Rowe chuckled, albeit with no amusement. “Guns are always being fired around here.”

And as if to prove his point, gunshots echoed within the alley and pinged off the metal next to her head. A cry of surprise and fear slipped through her lips.

 

 

M
ACY’S CRY STRUCK
R
OWE’S HEART
like the bullets nearly struck her head. He grabbed her, pulling her tight against him as he leaned over her to shield her. The gunshots came from above, probably from the fire escape outside Jackson’s apartment. The creaking he’d heard in the hall hadn’t been someone on their way to their own apartment but the killer returning to the scene of his crime.

Since the shooter had the vantage point of being several floors above them, Rowe and Macy were sitting ducks in the alley. He hunched down over Macy as he pushed her toward the car. Bullets glanced off the Dumpster and ground into the asphalt near their feet as they ran. Rowe pulled open the driver’s door and shoved her inside, across the driver’s seat and over the console.

Glass shattered, the windshield exploding as bullets struck it. The rear window went next, shards of glass spreading like confetti across the asphalt. More bullets dented the roof.

He pushed her onto the floorboards beneath the dash. “Stay down!”

His hand shaking, he jammed the key in the ignition. If it had been just him, he would have returned fire. He would have brought down the son of a bitch firing at them. But now, with Macy in danger, all he could think about was getting her to safety. And it had nothing to do with his promise to Jed and everything to do with his own feelings for her.
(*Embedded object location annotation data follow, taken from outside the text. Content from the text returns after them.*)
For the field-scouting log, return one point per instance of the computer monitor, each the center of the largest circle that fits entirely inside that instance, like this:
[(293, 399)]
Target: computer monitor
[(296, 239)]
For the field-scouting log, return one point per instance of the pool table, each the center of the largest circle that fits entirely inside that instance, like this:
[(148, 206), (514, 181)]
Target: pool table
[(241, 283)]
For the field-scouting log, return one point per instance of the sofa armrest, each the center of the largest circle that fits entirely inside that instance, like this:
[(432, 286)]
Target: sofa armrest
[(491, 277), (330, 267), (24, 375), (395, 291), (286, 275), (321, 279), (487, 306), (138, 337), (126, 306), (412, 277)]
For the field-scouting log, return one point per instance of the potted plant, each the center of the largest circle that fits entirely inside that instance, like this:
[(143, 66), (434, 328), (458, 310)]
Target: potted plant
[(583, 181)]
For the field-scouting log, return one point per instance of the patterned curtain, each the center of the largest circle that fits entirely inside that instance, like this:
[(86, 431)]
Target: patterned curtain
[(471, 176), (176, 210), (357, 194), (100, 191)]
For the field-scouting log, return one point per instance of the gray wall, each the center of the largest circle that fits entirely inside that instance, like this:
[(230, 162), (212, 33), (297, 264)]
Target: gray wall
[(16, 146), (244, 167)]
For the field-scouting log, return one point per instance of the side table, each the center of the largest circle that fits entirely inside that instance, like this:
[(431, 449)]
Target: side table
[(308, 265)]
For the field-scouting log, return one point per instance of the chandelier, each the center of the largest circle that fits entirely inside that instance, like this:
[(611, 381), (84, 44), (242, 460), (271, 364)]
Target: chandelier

After a sputter, the car started. He jerked the shifter into Reverse and started backing out of the alley. But the gunman was coming down the escape, the shots getting closer. Rowe slowed for a quick glance, but before he could get a good look at the shooter, the side window exploded.

Shards of glass rained down on Macy. She screamed again in surprise and fear.

“Stay down!” he shouted. Pressing hard on the accelerator, he steered the car backward out of the narrow alley and straight into traffic on the busy urban street.

Horns blared and bumpers crunched against metal as a couple of cars collided with her little coupe. Rowe didn’t stop. He shifted into Drive and merged into the busy traffic. The dented metal rubbed against the tire, burning the rubber, and he could barely see through the shattered shards left of the windshield.

“Are you okay?” he asked, anger and adrenaline coursing through him.

She didn’t reply.

“Macy?” He tore his gaze from the traffic and glanced down at her. Blood streaked over her face. She had been hit. “Macy!”